Are there other awards that are particularly special to you?
The other awards that were very special to receive were the Chicago Friends of Animal Control Award because my mom was there and the HSUS Humane Award because both my mom and dad were there when I received it. Sharing those special moments with my parents is still with me.
Is there anything else you would like to add?
I’m not done! There is still so much more to do and so much more I want to communicate to help pets. We are still nowhere near where we need to be. There are so many misconceptions out there.
I want declaw to stop. I want animal welfare laws to be enforced. I want dogs and cats to not be sold in pet stores. I want puppy mills to go away. I am proud I initiated the first fire safety law for pets in kennels or day care in the nation in Illinois; I hope other states replicate.
Finally, while I am privileged to see veterinarians at conferences, so I am always learning. Still, the best teachers I’ve had have been cats.

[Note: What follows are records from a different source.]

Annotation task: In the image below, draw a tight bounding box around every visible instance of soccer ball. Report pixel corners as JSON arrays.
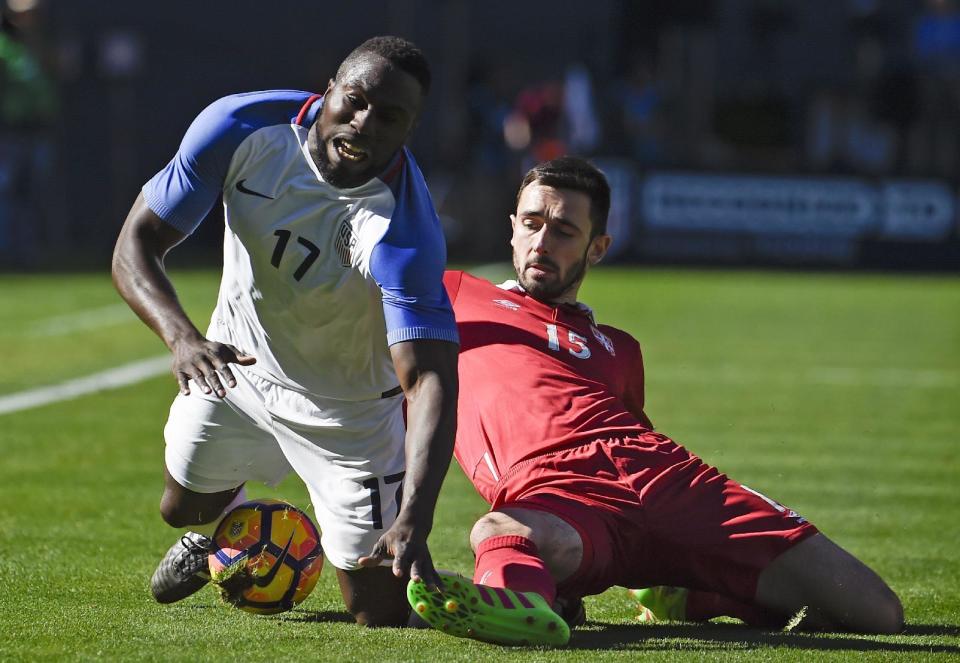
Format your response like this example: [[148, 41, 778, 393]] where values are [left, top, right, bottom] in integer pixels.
[[209, 499, 323, 615]]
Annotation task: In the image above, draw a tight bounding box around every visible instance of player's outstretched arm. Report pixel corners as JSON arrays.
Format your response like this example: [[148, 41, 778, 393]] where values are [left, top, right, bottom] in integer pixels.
[[113, 194, 256, 397], [360, 340, 459, 586]]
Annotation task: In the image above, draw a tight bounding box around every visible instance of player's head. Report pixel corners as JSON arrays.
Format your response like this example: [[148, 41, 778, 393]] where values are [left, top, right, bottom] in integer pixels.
[[510, 156, 611, 303], [310, 37, 430, 189]]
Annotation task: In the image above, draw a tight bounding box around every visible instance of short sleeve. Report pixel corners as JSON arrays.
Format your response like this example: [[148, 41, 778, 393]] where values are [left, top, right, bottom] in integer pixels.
[[370, 149, 459, 345], [143, 97, 239, 234], [623, 332, 653, 430]]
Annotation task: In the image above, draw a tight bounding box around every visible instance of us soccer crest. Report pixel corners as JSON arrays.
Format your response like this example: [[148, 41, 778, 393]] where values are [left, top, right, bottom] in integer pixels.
[[337, 217, 357, 267]]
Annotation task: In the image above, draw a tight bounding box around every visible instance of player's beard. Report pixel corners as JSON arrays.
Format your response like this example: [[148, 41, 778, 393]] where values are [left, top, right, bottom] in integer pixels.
[[308, 127, 386, 189], [513, 247, 590, 303]]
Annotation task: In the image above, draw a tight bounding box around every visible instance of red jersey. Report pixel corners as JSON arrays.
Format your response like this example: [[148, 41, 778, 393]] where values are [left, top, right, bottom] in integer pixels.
[[443, 272, 652, 502]]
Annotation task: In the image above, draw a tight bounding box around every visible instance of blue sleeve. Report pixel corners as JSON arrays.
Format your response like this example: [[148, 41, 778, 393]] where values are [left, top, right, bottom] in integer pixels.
[[370, 149, 459, 345], [143, 90, 309, 234]]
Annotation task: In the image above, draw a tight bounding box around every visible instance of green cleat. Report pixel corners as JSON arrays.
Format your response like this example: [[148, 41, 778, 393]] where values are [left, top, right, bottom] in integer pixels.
[[407, 572, 570, 647], [627, 586, 688, 623]]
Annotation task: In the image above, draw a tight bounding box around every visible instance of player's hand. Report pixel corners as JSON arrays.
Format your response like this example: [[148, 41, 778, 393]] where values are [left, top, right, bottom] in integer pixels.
[[358, 520, 443, 589], [173, 337, 257, 398]]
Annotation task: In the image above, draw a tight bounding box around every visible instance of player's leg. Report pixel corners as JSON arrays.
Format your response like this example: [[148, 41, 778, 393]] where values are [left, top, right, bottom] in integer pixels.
[[616, 446, 902, 632], [160, 467, 243, 536], [407, 494, 615, 645], [273, 394, 410, 626], [756, 534, 903, 633], [470, 506, 583, 605], [150, 374, 290, 603], [337, 566, 410, 627]]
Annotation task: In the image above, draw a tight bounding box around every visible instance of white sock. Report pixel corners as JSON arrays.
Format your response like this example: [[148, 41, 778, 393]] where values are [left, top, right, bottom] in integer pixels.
[[190, 486, 247, 539]]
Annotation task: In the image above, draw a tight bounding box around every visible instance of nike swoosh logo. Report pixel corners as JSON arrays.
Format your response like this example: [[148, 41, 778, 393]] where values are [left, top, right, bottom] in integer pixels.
[[237, 178, 273, 200], [253, 533, 293, 587]]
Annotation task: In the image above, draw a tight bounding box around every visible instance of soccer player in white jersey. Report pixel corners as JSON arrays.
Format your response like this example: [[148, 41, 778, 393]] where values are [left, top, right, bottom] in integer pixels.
[[113, 37, 458, 625]]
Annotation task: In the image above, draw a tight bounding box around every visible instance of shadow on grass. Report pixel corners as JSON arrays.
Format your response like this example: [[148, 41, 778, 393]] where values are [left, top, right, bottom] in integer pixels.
[[283, 609, 354, 624], [568, 622, 960, 654]]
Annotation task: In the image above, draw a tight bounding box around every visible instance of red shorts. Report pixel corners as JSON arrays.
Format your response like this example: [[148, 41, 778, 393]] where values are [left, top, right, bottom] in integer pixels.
[[493, 433, 817, 603]]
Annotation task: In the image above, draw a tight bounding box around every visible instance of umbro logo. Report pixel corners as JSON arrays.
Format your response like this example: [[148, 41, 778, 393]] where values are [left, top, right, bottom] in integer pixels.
[[237, 178, 273, 200], [590, 325, 617, 357]]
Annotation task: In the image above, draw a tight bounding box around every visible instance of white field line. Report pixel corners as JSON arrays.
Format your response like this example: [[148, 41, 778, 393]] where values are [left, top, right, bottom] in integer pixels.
[[27, 304, 137, 336], [647, 364, 960, 389], [0, 355, 948, 415], [0, 354, 170, 415]]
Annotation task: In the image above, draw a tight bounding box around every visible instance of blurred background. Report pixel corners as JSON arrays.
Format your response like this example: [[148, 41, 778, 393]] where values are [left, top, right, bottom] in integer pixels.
[[0, 0, 960, 271]]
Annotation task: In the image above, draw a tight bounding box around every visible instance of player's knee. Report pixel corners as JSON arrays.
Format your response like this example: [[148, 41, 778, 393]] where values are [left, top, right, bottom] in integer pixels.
[[470, 511, 531, 552]]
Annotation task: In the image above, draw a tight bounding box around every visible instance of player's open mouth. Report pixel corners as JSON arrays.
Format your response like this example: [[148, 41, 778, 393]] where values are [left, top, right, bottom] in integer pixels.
[[527, 262, 556, 275], [333, 138, 367, 163]]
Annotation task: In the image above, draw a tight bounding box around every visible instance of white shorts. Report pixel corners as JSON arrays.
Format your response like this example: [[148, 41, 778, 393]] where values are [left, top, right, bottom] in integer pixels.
[[164, 366, 405, 570]]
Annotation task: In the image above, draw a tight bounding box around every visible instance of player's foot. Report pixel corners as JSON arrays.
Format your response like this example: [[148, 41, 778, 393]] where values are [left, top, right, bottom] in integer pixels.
[[627, 586, 688, 623], [407, 573, 570, 646], [150, 532, 213, 603]]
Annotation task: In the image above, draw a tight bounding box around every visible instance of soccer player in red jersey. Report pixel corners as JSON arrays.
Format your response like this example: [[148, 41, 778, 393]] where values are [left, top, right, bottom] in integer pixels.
[[408, 157, 903, 644]]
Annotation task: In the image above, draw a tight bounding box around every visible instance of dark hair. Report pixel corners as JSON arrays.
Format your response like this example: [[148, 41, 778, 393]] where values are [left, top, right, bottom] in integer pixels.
[[337, 36, 430, 95], [517, 156, 610, 239]]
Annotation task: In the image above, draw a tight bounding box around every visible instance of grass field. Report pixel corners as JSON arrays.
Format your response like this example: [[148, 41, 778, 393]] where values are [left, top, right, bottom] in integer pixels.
[[0, 269, 960, 663]]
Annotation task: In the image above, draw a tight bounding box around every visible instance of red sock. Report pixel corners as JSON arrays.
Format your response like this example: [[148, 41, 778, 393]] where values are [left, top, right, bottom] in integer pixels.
[[687, 589, 784, 626], [473, 536, 557, 605]]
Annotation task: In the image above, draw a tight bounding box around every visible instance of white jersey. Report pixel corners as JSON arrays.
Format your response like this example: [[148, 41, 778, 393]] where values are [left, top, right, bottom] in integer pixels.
[[143, 91, 457, 401]]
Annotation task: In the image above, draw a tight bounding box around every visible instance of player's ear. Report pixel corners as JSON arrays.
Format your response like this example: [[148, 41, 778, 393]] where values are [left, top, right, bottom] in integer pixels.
[[587, 235, 613, 265]]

And the best teacher of all was Ricky. I am a longtime board member of the Winn Feline Foundation. Ricky died of feline hypertrophic cardiomyopathy, and I then began the Ricky Fund.
We’ve raised lots of money but not enough. As a result there is now a simple inexpensive test to determine if a Maine Coon Cat or Ragdoll carries a gene defect. That’s great but we need a treatment. And I’m really proud of the FIP Symposium, which I just helped Winn to organize.
Can you believe, forever considered fatal, feline infectious peritonitis is now considered treatable, and perhaps curable? And there’s so, so much more, but you’ve likely run out space.
I am happy for your success and the anniversary.
Thank you Steve, and congratulations again on your latest award from the AVMA.